The first part of his critique is illustrated with a discussion of the 100m final at the World Athletics Championships in 2015. Observing that all the athletes bar one were black, Phillips asks whether the competition was fair. His implication is that, in most other areas of public interest, the ideology of multiculturalism would require that if one ethnic group were disadvantaged then the rules ought to change to be more inclusive. We tolerate the anti-white discrimination of the 100m competition, though at the same time we rail against, as even the Prime Minister David Cameron has done, the admissions practices of top universities, which exclude all but a few black pupils. This is inconsistent, says Phillips. Merit alone determines entry to the sprint final—shouldn’t it determine entry to university in the same way?
I’m not so sure. The purpose of the 100m is to identify the fastest sprinter. This is why the competition is colour-blind. The purpose of university admissions is more complex. If it is to identify the most talented applicants, which is a reasonable idea, then it might better fulfil its purpose by taking a black pupil from a disadvantaged background who outperformed expectations at an average state school, rather than another white pupil from an expensive independent school. Here too it might be that context matters. When we take it into account, it’s possible that multiculturalism isn’t at odds with meritocracy after all.
Phillips’s argument on the tension between multiculturalism and integration has a firmer basis. While Phillips was Chair of the Commission, he started an inquiry into the food processing industry. It found that many managers were segregating workers, assigning different nationalities to different functions because they were regarded as more reliable or hardworking, and to different shifts, to avoid tensions that might have arisen between workers of different nationalities. Segregation of this sort might be convenient, Phillips concedes, but nevertheless: “if the workplace is to remain a primary site of social integration,” then “such an approach… spells disaster for our society.”

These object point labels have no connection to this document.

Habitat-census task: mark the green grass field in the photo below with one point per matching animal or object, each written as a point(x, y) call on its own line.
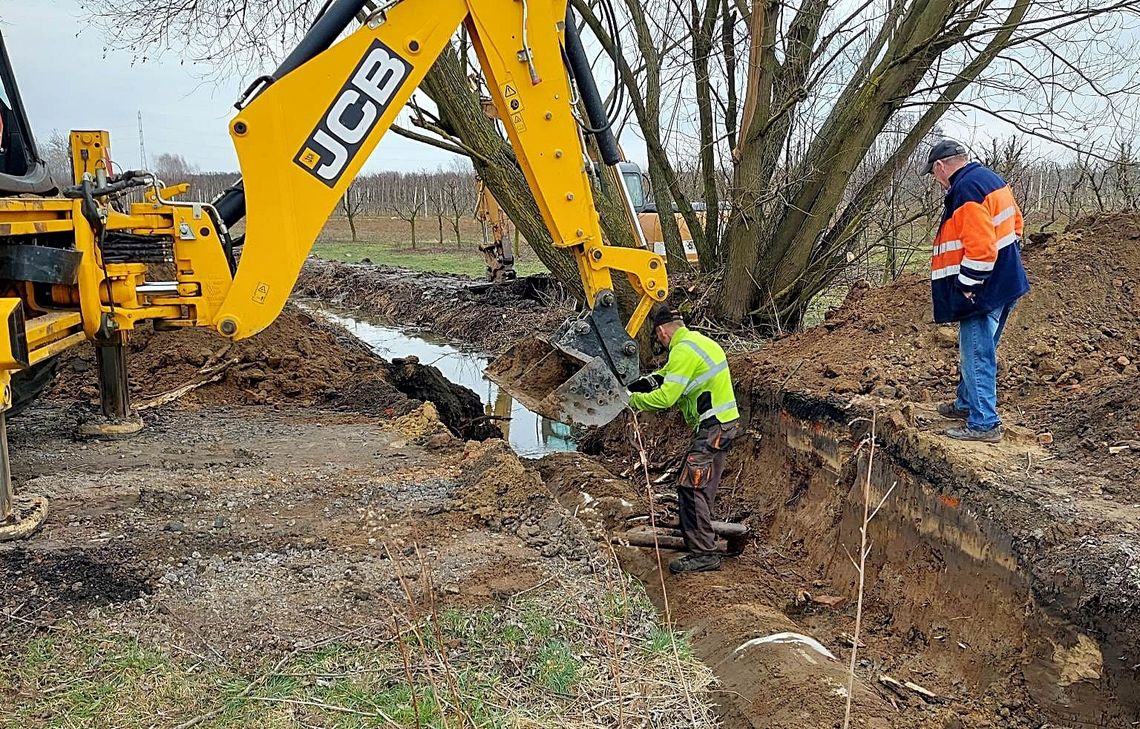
point(388, 242)
point(546, 661)
point(466, 262)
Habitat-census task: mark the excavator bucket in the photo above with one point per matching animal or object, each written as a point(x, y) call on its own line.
point(578, 375)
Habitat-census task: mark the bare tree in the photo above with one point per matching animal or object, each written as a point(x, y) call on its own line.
point(458, 207)
point(57, 154)
point(410, 211)
point(796, 124)
point(173, 168)
point(351, 204)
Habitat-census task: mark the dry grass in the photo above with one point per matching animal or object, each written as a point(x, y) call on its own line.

The nature of the potential disaster is evoked at the beginning of the book. Phillips observes that “we live in a world beset by tribal and religious strife”; “Islamist terrorism is now firmly camped on our own European shores,” while “our nation is complacent about the ability to manage its own diversity.” The segregation in the food processing industry might be good for productivity but it’s bad for security. Integration is a form of self-defence.
While he doesn’t make use of them, there are at least another couple of arguments for integration that Phillips might make. Integration might improve the lives of those whose participation in social and economic activity is enhanced by it. If you always get the early shift gutting fish rather than picking up new skills by revolving shifts, then you might never get the chance to run your kids to school or to progress into a better paid job. Equally, a Muslim woman who doesn’t speak English might not have “genuine opportunity,” as the Prime Minister put it in January when announcing more funding for language classes.

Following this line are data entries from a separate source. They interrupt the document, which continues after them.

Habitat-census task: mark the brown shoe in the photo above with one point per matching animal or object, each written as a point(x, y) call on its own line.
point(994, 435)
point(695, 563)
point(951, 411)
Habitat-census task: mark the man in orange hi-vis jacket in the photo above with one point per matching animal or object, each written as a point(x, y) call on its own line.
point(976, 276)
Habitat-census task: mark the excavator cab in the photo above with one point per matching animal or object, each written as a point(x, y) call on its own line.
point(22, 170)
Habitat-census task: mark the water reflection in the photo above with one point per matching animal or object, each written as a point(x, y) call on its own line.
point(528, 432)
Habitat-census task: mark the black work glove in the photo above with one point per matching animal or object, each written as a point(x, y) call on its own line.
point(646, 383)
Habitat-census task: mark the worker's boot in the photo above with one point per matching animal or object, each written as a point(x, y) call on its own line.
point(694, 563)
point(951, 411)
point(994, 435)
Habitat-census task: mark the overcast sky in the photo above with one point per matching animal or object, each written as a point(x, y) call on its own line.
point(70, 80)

As well as self-interest, a more “muscular” approach to integration may also advance our common well-being. A university with students from different backgrounds is arguably a more interesting place than one that is mono-cultural. Facing off against a world “beset by tribal and religious strife,” our diplomatic service might be more effective if it contained people from those various tribes and religions.

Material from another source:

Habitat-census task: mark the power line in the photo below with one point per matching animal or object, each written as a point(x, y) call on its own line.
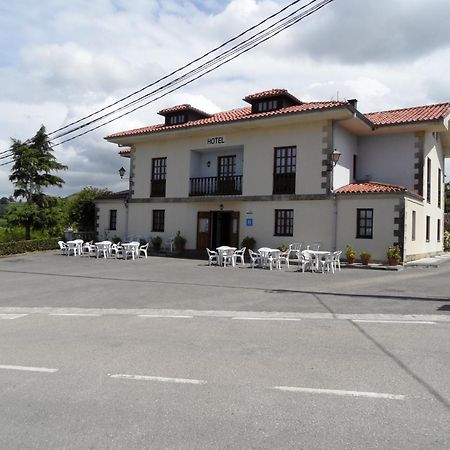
point(292, 22)
point(215, 63)
point(260, 35)
point(179, 69)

It’s revealing that Phillips does not consider such additional arguments in favour of integration. It suggests that he isn’t particularly interested in the value of integration per se or in its benefits to minority groups; instead he returns again and again to the theme of conflict.
“In my view,” says Phillips, “squeamishness about addressing diversity and its discontents risks allowing our country to sleepwalk to a catastrophe that will set community against community, endorse sexist aggression, suppress freedom of expression, reverse hard-won civil liberties, and undermine the liberal democracy that has served this country so well for so long.” His characterisation of the state we’re in is trenchant though exaggerated—it’s hard to maintain that we’re squeamish or somnolent when the Prime Minister is talking about the same issues; and his critique is far from even-handed—sexist aggression, for example, is practised by white Britons as well as incomers.
Yet he is surely right that tensions do exist between different communities. There is anti-Semitism among Muslims, as the Labour MP Naz Shah’s Facebook comments illustrated vividly; Tell MAMA, an organisation monitoring Islamophobia, recorded over 500 incidents of anti-Muslim hate in 2015; and the Equality and Human Rights Commission is participating in a number of legal cases where Traveller and Roma communities have experienced shocking discrimination. In the background, of course, there is the spectre of Islamist terrorism too.
Unfortunately, the measures to promote integration Phillips suggests have only the most tangential relationship to these concerns. He would impose a duty on public bodies and charities to promote integration. But this would by definition fail to disrupt the segregated work practices he describes in private food processing factories. Where it might have more bite is if housing associations and councils were to move tenants around in order to fulfil the proposed duty to promote integration; or if multi-academy trusts and local education authorities have to bus students from one school to another. Phillips, though, stops short of discussing the pros and cons of measures such as these. Instead he insists that “the most effective pressure for a regime of active integration must surely be transparency.” But, given that we’re already pretty forward in the UK (in contrast to, say, France) about publishing information on the ethnic composition of neighbourhoods and schools, the improvement in transparency that he envisages is never specified. Finally, and most redundantly, he proposes a legal presumption in favour of freedom of expression. “It may be a matter for parliamentary draughtsmen to work out how this might be done,” he grants, though he doesn’t stop to wonder if through the Human Rights Act in 1998 they may already have done so.
“It feels a pretty good measure of integration that members of small religious communities are enabled to assert the freedom of conscience in our country”
In writing about the dire prospects for our multicultural society, Phillips is unable to summon much more than policy platitudes. There are some plain truths in his critique of multiculturalism but his book feels like a missed opportunity. Specifically, there are two misses. The first is that he defines social strife as the problem integration must solve. This is too narrow. Promoting integration is good for something other than the prevention of violence and terrorism. Widening participation in higher education, for example, has the effect of creating a more diverse student body and broadening the pool of graduates. But it is also advocated because of the value it provides for individuals from disadvantaged and ethnic minority backgrounds personally. Universities are under a regulatory requirement to promote access and the government has set challenging ambitions for progress by 2020. In other words, as soon as we consider integration not as something done to minority communities, but with and for them, the muscular remedies Phillips seems to want become more viable.
The second missing part of the argument is that Phillips doesn’t give us any credit for the progress we have already made even while trapped, as he sees it, in the ruling ideology of multiculturalism. While there are parts of the country with high levels of school segregation, according to work by Simon Burgess for the think tank Demos, most groups have decreased their level of segregation relative to all other ethnic groups between 2008 and 2013. In any case all major ethnic minority groups now have better GCSE-level school outcomes than the white population. This will lead in time to more mixing in higher education and work. At the level of family life, the 2011 census showed that 2.3m people are part of an inter-ethnic couple. Nine per cent of people of Pakistani background are in such a relationship, more than double the rate for those who identify as white British.
Less scientifically, it’s worth knowing that the BA cabin attendant who won the right to wear the cross was a Coptic Christian originally from Egypt. It feels a pretty good measure of integration that members of small religious communities are enabled to assert the freedom of conscience in our country, working for the national airline, backed by the Equality and Human Rights Commission, an agency of the state.
Where Phillips predicts unease, we might spy confidence instead, the enigma of arrival gradually receding, people feeling at home, mixed in with what is around them—not a harbinger of strife, but the beginning of peace.